И молодцы всей компанией дружно отправились в трактир.
Что есть порядочный кабачок в Золотом царстве? Да что там в Золотом, в любом из царств, разбросанных по необъятным землям жаркого края! Как заходишь в кабак, сразу тебя валит с ног — и дымно, и шумно, и запах стоит такой, что голова кругом. Если дело к вечеру, то столов свободных нет и в помине, а то бывает, и с утра трактир полон народу. Пиво и вина льются рекой, мечутся между гостями замызганные мальчишки с горшками, мисками и тарелками. Сам хозяин стоит за прилавком, на его потном лице непременно выражение довольства и угодливости. Он сам отпускает вино, принимает деньги, переругивается с гостями и раздает своим помощникам затрещины направо и налево. Пол грязный, затоптанный, залитый пивом, валяются кое-где и черепки битой посуды, кости, обгрызенные куски хлеба. Гости сидят за дубовыми словами, пьют, едят нехитрые закуски, разговаривают, спорят. Порой посреди разговора у кого-то не выдерживают нервы, он вскакивает из-за стола, и начинается добрая драка. Милое дело — родной кабачок! Стоит ли говорить о том, что молодцы, войдя в трактир, были сильно удивлены?
— Вот те на! — только и смог проговорить Вертодуб. Удивляться и в самом деле было чему.
Трактиры в Снежети можно было без излишней скромности назвать образцом чистогы, добропорядочности и удобства. Изящная резная лесенка, покрытая толстым красным ковром, вела в просторную и светлую горницу. Окна, отнюдь не закопченные, а, наоборот, вымытые до блеска, были закрыты занавесками из зеленого газа, на полу ровным слоем разложены опилки. С потолка спускались изящные светильники с хрустальными висюльками. Нигде не было видно ни пылинки, ни пятнышка, как будто бы хозяин трактира целыми днями только и делал, что следил за порядком. Но что изумило молодцев больше всего, так это то, что грязных мальчишек, служивших, что называется, на подхвате, не было и в помине. Вместо них обязанности прислужников исполняли три красивые девицы, одетые в чистые сарафаны. Завидев новых гостей, одна из девушек тогчас подбежала к ним.

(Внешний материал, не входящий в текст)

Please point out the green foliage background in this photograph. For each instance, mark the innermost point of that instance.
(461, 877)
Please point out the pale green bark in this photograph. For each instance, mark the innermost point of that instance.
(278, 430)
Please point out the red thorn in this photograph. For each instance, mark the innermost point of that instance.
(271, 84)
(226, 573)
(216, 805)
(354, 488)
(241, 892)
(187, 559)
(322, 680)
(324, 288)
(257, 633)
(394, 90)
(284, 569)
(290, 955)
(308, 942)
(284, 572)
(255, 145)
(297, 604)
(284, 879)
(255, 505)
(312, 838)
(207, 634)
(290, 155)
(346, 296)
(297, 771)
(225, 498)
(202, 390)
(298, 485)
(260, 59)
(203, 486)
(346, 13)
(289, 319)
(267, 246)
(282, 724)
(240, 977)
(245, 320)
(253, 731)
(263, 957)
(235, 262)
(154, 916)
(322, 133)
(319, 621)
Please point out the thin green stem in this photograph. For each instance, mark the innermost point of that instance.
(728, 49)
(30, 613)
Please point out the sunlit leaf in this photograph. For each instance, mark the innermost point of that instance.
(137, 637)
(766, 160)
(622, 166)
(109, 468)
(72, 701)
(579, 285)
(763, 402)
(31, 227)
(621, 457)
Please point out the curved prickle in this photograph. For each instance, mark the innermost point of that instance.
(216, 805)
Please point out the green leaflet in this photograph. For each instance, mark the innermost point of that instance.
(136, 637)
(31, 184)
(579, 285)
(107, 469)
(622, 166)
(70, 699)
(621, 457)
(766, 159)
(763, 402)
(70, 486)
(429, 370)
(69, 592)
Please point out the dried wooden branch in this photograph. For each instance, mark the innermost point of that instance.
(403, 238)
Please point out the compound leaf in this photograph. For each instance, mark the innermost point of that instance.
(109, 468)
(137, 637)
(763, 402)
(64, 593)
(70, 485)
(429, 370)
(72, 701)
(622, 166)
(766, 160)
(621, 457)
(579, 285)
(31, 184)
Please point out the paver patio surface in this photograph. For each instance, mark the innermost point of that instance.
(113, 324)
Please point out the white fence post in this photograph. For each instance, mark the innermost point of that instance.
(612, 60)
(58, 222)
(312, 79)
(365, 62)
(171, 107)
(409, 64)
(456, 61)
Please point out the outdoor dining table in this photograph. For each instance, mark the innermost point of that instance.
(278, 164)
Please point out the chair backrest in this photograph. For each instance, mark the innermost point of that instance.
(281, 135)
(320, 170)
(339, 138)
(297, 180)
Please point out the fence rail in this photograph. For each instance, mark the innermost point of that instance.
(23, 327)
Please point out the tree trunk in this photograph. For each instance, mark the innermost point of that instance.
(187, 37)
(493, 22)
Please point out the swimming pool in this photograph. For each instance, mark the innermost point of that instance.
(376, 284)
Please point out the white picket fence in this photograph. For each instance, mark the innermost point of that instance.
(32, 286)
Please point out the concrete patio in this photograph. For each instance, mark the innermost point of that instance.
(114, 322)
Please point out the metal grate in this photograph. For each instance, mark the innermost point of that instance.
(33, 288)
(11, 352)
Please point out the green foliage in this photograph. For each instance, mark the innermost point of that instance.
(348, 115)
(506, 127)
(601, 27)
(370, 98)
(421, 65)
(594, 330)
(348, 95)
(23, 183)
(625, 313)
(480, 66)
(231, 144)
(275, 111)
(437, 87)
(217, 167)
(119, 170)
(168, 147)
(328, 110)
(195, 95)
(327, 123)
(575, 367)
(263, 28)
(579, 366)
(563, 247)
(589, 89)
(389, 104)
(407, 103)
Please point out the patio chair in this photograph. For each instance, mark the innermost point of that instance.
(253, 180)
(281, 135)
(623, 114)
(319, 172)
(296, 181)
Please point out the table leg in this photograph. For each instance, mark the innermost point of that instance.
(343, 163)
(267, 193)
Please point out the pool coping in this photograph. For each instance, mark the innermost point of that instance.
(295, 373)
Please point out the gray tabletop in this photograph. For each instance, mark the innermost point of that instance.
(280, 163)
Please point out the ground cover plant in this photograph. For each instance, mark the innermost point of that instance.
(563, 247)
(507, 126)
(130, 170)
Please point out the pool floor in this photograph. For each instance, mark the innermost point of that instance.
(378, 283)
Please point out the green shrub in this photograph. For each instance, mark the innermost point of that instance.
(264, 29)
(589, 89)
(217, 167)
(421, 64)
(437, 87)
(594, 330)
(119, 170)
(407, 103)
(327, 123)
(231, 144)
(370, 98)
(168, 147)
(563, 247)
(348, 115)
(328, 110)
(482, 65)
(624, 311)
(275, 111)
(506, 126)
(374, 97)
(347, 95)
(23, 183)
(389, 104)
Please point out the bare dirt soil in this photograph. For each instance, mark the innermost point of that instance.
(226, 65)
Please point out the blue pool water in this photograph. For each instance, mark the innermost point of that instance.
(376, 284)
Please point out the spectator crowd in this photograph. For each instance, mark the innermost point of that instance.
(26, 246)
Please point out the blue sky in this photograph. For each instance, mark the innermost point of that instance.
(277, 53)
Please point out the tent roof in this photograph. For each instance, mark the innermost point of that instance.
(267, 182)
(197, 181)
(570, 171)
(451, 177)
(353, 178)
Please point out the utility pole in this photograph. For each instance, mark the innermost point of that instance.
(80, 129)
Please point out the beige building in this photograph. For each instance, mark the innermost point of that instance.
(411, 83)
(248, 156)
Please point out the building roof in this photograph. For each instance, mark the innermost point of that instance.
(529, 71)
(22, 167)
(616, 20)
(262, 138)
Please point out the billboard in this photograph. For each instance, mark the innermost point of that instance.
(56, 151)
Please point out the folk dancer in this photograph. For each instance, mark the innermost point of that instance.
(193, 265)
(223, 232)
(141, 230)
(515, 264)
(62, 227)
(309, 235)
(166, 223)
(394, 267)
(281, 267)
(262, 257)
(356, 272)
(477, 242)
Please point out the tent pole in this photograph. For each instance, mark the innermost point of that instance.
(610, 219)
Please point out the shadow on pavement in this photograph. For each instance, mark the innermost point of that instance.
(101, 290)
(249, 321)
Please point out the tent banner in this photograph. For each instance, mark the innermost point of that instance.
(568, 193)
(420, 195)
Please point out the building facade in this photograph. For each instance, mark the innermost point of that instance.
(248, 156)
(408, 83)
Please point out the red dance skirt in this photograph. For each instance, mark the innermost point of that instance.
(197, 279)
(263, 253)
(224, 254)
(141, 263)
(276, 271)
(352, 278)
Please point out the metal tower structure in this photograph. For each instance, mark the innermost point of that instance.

— Здравствуйте, гости дорогие, — заговорила она нараспев, — что кушать будете?
— Да мы это… — растерялся стрелок и посмотрел на Вертодуба. Но тот только плечами пожал — я, дескать, в кабаках разбираюсь, да только не в здешних. Это и кабаком назвать сложно, ни дать ни взять — царский дворец.
Положение спас, как ни странно, кот.
— Здрасте, — выпалил он, — покушать хотим! Жаждем, мочи нет! Так что тащи, милая, все что есть. Как говорит ся, что в печи — на стол мечи. Сама там прикинь, чем нас так накормить, чтобы сыты были. Ну курочку зажарь, да не одну, блинков, медку можно. Оладушек, пирожков, рыбки, расстегайчиков — все как положено. Поняла?
Девица кивнула, улыбнулась еще шире и умчалась выполнять заказ. Молодцы еще немного постояли, поглядели по сторонам и наконец уселись на длинную лавку возле окна. Вертодуб привычно поставил локти на стол и с изумлением обнаружил, что скатерть не липкая от жира и грязи. Ткань была до того белой и чистой, что из такой и скатерть-то делать совестно, уж лучше нашить бы царю-батюшке новых нательных рубашек. Царь, знамо дело, рыхлый да неженный, ему бы шелка заморские да атласы тонкие, а где такое в Золотом царстве найдешь? Там, поди, и ситец в цене, льна днем с огнем не сыщешь, это все товар завозной, дорогого стоит. Вот и приходилось ходить Кусману в такой одежке, что людям на глаза показаться совестно. Раз в год, конечно, приходилось обшиваться — заказывал владыка в соседних землях дорогие ткани, выписывал самолучших мастеров. Приказывал и себе одежку сотворить, и челядь всю обшить, и не абы как, а по высшему классу. Да только отчего-то каждый раз выходило так, что бояре все при полном параде, как с иголочки одеты, на воеводу посмотреть приятно, ополченцы да стрелки все сияют золотом да серебром. Одному только царю все как-то не везло — то кафтан сошьют такой, что и поясе узковат, а шитье такое, что уже и не переделать. То рукава у рубах коротки, перешивать начнут — еще хуже выйдет. Про сапоги сафьяновые и речи нет — ни разу еще не выходило, чтобы с размером угадали, всякий раз получается, что нога в голенище еле-еле входит, а до носка и вовсе не просунуть.